Quelle vite deragliate con il treno a Caluso: «La mia assistita ha perso la casa, il lavoro e le figlie»
CALUSO. Deragliano anche le vite di chi resta, con i disastri ferroviari. Intere famiglie spezzate. Manuela Amà, operaia, dopo il tragico incidente del 23 maggio 2018 ha perso il lavoro, la casa e quattro figlie, trasferite in comunità. Morena Gauna quella notte era capotreno, suo marito, Oscar Notte, che non era a bordo, faceva il macchinista. Da allora più nessuno dei due è salito su un convoglio. Maria Antonietta Madau, sorella di Roberto il macchinista morto nello schianto, quando parla la sua avvocata Maria Antonietta Nardella, che ricorda come il fratello fosse un punto fermo della sua vita, si commuove.
Nell’aula collegiale del tribunale di Ivrea è il giorno delle parti civili. Alla fine sono stati chiesti risarcimenti per quasi 5 milioni di euro dagli avvocati Cristina Donato, Luca Fiore, Alessandro Aliperta, Andrea De Carlo e Maria Antonietta Madau. Richieste in parte già contestate con una contro perizia dagli avvocato del fondo Uci, che si occupa di risarcire le vittime degli incidenti fatti con veicoli esteri. Durante la discussione l’avvocato Fiore rimarca con decisione: «Non si è mai vista una contro perizia, fatta sulla perizia, senza nemmeno visitare la persona».

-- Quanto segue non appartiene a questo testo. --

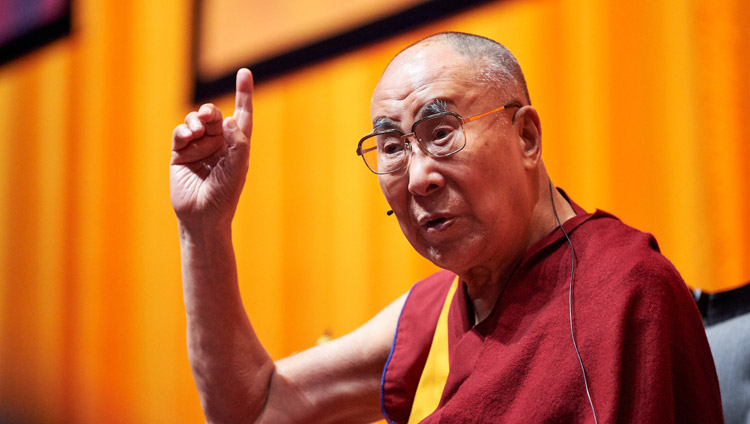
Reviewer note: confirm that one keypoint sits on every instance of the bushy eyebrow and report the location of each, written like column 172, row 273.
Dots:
column 433, row 107
column 382, row 124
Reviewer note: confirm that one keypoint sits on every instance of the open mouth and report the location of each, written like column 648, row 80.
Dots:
column 437, row 224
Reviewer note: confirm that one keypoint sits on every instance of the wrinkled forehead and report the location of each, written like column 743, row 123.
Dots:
column 421, row 74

A distanza di quasi sette anni tutte le parti civili, comprese Trenitalia e Rfi, hanno avuto soltanto circa 300mila euro, di cui 200mila da un imputato che ha patteggiato, Dangis Dregva della Uab Tlb, e altri 100mila di provvisionali nel processo (arrivato in Corte d’appello, dopo il giudizio abbreviato) agli uomini della scorta Zebedia Mosconi e Gabriele Bottini. Neanche il 10% di quanto richiesto.
Eppure le loro vite sono deragliate. La discussione più toccante è senza dubbio quella dell’avvocata Cristina Donato, che rappresenta la passeggera Manuela Amà. Quel giorno ebbe 60 giorni di prognosi, che furono solo l’anticamera del suo inferno personale.
«Era l’unica fonte di sostentamento della sua famiglia - spiega Donato -, quel giorno ebbe un impatto disastroso sulla sua vita. Perse il lavoro, la casa, quattro delle sue cinque figlie furono messe in comunità. Ha fatto ricorso a cure psichiatriche e ancora oggi ci è stato consigliato di non farla testimoniare per non farle rivivere l’accaduto. A volte ha dei flashback dell’incidente. Dice di sentire ancora il sapore della terra in bocca».
L’avvocato Aliperta, ricorda invece che i suoi assistiti Gauna e Notte hanno avuto «un radicale cambio di vita, dopo l’incidente». E precisa che l’avvocato di Zujus Alfred Gnschitzer ha potuto chiedere il giudizio abbreviato per il suo assistito praticamente a fine processo per via della modifica del capo d’imputazione dell’altro imputato «per avere lo sconto di un terzo della pena e limitare i danni». Gnschitzer ha comunque chiesto l’assoluzione per l’autista del carico eccezionale che quella notte si fermò sui binari causando l’incidente «perché è stato preso dal panico mentre riceveva indicazioni contraddittorie dalla scorta».
L’avvocato Andrea De Carlo, parte civile per Trenitalia e Rfi, si sofferma invece sulla responsabilità dell’altro imputato, Wolfgang Oberhofer: «Quello che fa la differenza è la conoscenza del percorso. è stato dimostrato che Oberhofer sapeva del passaggio a livello, ma non ha riconosciuto il rischio. Non può semplicemente dire: hanno fatto tutto i miei uomini».